Auch nach 20 Jahren keine Gerechtigkeit für Opfer

(Washington, DC, 1. Juni 2007) – Die chinesische Regierung weigert sich, Verantwortung für das Massaker am 4. Juni 1989 zu übernehmen. Dies überschattet ihre Bemühungen, ein neues Bild von China zu entwerfen, und führt zu immer neuen Menschenrechtsverletzungen, erklärte Human Rights Watch heute.

18 Jahre nachdem chinesische Regierungstruppen am 4. Juni 1989 und in den Tagen danach ein Massaker an etwa 2000 unbewaffneten Zivilisten auf dem Tiananmen-Platz und in anderen chinesischen Großstädten verübten, hat die Regierung immer noch keine Verantwortung für das Morden übernommen und den Opfern Gerechtigkeit verweigert. Stattdessen belästigt sie weiterhin die Überlebenden, ihre Familien und alle, die es wagen, die offizielle Version der Ereignisse auf dem Tiananmen-Platz infrage zu stellen.
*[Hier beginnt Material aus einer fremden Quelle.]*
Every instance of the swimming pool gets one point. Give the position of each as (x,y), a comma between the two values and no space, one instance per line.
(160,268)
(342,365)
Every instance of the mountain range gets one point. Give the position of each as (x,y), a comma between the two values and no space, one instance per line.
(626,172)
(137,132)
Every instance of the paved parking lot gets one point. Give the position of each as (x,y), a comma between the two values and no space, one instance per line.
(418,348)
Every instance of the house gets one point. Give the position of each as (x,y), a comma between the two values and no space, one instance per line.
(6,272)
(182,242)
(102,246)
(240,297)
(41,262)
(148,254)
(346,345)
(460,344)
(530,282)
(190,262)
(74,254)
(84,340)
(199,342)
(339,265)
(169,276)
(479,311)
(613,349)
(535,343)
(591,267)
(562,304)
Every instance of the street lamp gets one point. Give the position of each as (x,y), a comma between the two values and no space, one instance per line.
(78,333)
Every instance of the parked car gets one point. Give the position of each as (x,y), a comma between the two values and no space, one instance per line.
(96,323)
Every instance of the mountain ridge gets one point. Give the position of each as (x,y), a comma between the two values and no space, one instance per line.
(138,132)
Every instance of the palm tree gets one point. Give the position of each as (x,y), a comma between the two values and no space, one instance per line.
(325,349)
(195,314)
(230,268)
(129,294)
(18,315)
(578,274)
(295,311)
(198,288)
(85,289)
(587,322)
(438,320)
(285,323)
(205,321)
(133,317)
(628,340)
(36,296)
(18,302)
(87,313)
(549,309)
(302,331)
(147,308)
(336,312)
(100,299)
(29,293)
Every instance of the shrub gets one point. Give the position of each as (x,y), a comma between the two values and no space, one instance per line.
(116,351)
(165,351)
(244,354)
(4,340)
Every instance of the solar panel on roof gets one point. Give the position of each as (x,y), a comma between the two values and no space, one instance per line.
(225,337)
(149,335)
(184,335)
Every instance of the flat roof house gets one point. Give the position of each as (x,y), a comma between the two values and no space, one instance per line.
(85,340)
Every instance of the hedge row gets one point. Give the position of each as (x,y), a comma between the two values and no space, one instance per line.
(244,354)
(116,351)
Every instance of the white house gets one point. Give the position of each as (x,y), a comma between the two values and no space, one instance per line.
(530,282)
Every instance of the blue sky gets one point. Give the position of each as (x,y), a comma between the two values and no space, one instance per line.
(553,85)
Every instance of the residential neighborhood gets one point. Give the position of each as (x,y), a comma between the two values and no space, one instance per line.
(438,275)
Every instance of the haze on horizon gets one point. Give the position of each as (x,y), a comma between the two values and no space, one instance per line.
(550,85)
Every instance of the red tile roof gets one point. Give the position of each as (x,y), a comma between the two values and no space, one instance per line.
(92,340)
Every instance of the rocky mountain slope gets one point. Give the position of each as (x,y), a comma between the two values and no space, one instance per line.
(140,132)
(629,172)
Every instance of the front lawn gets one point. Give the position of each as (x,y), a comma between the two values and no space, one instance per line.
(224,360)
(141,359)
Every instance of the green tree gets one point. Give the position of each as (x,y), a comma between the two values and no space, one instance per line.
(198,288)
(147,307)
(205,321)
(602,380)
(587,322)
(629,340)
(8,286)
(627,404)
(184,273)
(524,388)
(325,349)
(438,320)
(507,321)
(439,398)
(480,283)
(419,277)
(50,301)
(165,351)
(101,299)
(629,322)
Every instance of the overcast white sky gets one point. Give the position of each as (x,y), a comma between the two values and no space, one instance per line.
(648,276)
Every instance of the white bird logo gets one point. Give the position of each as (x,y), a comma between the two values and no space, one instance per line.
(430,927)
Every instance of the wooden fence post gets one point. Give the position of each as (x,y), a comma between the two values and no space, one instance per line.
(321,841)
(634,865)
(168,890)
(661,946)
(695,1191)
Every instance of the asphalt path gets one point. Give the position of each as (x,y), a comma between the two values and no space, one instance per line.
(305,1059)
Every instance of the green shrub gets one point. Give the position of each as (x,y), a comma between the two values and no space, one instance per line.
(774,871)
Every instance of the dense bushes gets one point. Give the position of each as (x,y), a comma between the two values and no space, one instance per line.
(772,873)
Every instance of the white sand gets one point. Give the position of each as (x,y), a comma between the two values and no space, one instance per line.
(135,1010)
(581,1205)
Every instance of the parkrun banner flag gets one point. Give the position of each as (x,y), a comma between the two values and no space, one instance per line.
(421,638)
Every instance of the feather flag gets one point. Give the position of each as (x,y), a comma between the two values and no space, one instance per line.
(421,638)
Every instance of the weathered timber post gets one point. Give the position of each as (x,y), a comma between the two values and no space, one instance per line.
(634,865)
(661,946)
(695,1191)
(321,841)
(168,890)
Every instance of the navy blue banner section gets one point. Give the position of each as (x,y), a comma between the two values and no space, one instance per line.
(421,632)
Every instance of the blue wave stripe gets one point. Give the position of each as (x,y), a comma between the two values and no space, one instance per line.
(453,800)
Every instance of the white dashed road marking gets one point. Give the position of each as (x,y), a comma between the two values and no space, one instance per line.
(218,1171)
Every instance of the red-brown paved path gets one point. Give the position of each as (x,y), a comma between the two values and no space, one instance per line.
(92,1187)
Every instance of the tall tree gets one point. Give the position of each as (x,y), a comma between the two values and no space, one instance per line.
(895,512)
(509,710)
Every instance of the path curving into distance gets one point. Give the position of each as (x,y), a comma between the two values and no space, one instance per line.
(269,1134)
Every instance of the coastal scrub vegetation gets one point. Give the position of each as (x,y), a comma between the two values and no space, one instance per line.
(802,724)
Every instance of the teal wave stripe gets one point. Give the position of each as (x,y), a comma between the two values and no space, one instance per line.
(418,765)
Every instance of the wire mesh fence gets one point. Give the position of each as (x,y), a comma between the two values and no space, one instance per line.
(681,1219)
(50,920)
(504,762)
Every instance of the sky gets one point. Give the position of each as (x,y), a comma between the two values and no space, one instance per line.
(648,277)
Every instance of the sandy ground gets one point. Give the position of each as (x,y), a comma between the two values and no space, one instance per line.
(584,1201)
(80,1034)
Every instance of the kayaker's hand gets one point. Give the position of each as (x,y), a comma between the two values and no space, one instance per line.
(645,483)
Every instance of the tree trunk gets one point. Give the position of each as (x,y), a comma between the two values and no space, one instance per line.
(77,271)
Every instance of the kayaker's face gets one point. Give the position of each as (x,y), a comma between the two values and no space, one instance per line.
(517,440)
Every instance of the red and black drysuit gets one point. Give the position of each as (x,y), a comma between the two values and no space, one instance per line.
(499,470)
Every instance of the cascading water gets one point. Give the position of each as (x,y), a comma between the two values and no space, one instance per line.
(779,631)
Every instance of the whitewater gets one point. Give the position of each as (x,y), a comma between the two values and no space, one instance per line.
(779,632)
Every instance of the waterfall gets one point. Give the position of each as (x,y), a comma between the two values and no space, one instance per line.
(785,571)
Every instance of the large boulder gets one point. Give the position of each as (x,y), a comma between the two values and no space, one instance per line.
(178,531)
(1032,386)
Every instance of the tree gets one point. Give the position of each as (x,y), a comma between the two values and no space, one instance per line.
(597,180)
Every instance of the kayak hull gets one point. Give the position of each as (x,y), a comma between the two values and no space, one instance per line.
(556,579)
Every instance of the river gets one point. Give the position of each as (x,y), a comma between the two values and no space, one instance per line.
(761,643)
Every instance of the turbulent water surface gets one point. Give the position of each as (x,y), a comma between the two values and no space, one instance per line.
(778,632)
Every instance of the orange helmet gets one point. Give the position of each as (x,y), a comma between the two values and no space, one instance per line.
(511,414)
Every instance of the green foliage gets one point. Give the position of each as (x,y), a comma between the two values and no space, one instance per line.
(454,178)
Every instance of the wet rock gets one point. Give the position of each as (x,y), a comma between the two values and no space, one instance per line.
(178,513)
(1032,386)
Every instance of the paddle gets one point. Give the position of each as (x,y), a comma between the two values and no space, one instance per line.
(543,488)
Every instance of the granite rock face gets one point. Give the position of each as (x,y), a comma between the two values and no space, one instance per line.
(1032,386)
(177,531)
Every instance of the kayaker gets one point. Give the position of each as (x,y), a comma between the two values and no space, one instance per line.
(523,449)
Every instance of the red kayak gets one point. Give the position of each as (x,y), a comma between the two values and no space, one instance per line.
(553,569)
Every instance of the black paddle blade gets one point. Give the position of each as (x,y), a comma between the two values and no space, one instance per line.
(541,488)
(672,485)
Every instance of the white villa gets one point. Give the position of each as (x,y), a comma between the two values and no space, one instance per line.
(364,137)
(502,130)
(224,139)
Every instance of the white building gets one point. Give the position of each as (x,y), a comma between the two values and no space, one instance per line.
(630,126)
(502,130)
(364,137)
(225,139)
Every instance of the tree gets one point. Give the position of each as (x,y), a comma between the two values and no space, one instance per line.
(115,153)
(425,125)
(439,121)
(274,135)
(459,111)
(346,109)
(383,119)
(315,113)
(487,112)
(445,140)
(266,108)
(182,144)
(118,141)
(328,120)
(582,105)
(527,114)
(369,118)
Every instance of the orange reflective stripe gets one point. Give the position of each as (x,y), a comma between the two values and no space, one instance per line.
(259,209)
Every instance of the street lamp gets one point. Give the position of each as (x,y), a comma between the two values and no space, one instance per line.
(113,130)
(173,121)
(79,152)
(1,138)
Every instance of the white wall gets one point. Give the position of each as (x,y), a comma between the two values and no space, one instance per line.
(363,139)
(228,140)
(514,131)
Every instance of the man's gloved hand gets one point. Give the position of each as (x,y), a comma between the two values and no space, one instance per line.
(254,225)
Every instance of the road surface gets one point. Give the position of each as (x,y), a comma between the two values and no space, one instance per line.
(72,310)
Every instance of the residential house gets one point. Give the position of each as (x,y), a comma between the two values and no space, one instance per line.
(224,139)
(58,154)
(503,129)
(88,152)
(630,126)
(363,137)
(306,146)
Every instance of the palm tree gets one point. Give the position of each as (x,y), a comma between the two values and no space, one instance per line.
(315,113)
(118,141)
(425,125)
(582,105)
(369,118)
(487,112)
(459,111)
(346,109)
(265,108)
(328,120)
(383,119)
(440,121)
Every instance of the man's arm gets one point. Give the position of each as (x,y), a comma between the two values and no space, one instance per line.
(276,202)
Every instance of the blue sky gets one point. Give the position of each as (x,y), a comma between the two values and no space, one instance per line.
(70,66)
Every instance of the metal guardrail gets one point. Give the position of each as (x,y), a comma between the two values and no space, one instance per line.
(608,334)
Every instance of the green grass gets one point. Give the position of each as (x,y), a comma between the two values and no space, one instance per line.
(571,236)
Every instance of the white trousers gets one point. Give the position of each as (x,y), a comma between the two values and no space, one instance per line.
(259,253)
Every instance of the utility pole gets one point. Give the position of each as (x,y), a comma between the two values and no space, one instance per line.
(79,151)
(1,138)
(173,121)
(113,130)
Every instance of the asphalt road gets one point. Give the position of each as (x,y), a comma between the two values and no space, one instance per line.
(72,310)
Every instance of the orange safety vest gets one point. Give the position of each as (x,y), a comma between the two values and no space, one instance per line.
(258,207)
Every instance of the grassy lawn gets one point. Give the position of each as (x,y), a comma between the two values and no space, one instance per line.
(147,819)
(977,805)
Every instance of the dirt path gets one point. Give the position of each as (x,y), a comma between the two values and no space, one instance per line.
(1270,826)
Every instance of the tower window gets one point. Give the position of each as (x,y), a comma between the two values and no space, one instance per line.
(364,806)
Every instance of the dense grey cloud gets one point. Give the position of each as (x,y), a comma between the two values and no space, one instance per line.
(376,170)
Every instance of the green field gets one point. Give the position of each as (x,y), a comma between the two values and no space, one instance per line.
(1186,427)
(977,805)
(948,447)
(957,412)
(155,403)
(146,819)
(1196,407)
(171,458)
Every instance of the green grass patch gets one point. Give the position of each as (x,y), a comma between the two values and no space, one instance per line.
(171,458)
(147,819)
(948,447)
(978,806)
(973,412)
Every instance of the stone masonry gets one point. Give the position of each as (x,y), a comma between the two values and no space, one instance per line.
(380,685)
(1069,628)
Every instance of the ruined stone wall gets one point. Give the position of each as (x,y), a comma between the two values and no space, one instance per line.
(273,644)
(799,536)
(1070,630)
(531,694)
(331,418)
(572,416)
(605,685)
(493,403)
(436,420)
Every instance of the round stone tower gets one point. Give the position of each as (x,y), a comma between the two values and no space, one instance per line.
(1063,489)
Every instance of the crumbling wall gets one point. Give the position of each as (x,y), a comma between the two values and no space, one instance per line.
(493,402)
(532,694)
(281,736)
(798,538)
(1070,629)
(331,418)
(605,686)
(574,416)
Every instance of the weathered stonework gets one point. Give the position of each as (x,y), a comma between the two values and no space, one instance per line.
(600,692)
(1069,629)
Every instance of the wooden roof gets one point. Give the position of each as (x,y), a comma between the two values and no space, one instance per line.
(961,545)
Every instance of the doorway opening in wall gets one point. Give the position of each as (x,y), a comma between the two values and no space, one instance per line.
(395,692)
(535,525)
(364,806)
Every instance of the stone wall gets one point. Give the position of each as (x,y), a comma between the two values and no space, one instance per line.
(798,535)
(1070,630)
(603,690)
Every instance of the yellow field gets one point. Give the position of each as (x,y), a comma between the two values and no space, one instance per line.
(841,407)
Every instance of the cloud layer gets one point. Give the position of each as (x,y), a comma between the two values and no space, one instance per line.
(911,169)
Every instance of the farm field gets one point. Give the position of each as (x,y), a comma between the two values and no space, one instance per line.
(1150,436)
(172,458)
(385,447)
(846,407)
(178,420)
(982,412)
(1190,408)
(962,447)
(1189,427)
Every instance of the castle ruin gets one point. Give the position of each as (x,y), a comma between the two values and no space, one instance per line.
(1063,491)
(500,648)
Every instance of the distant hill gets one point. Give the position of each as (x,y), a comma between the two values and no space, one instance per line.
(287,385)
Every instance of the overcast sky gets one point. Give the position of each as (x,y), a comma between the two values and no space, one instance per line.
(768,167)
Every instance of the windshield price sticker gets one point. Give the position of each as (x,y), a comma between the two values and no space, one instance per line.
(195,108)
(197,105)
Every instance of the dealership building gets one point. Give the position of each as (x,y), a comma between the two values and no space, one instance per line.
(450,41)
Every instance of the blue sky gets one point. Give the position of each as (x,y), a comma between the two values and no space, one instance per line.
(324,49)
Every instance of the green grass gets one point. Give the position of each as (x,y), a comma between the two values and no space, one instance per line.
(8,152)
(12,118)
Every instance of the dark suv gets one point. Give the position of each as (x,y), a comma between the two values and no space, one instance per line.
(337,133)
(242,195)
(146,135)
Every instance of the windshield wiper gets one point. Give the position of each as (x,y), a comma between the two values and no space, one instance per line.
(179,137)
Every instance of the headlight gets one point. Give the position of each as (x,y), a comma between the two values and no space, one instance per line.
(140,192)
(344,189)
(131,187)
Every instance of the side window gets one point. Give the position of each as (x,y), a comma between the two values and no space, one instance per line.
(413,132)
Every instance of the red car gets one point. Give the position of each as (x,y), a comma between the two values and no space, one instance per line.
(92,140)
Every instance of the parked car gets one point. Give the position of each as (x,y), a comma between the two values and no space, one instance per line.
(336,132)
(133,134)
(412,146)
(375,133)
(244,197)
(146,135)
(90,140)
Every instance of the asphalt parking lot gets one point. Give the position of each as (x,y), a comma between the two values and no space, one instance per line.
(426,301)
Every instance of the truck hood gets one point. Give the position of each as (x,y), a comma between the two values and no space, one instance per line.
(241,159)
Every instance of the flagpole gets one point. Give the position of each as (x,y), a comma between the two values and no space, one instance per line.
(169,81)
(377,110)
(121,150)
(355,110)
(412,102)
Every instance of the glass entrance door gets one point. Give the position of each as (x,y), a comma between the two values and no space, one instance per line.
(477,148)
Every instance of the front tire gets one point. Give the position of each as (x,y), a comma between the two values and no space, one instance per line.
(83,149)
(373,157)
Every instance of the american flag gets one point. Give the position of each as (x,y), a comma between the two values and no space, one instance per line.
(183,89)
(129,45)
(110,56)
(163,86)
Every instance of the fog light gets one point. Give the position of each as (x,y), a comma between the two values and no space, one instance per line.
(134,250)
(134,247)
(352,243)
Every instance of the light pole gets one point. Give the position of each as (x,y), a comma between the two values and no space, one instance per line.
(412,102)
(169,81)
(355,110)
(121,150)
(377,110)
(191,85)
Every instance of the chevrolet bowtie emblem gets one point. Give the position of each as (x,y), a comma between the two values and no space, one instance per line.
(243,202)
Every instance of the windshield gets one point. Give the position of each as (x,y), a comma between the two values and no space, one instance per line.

„In den 14 Monaten bis zur Olympiade in Peking möchte die Kommunistische Partei China als modernes und hochentwickeltes Land präsentieren, in dem Recht und Gesetz regieren“, sagte Sophie Richardson, stellvertretende Direktorin der Asien-Abteilung von Human Rights Watch. „Doch die Welt sollte nicht das Bild des mutigen Demonstranten vergessen, der sich den Panzern in den Weg stellt, denn sein Schicksal und das Tausender anderer bleiben weiter ungeklärt.“

Am 3. und 4. Juni 1989 setzte die chinesische Regierung ihre Truppen gegen die eigene Zivilbevölkerung ein und ermordete Hunderte, um eine Bewegung aus Studenten, einer Hand voll Arbeiter und einigen Wissenschaftlern, Schriftstellern und Journalisten niederzuschlagen. Sie hatten friedlich für ein pluralistisches politisches System demonstriert. Zu den Toten gehörten auch Hunderte Zivilisten, die sich in den Straßen Pekings versammelt hatten, um die Armee auf ihrem Weg zum Tiananmen-Platz aufzuhalten.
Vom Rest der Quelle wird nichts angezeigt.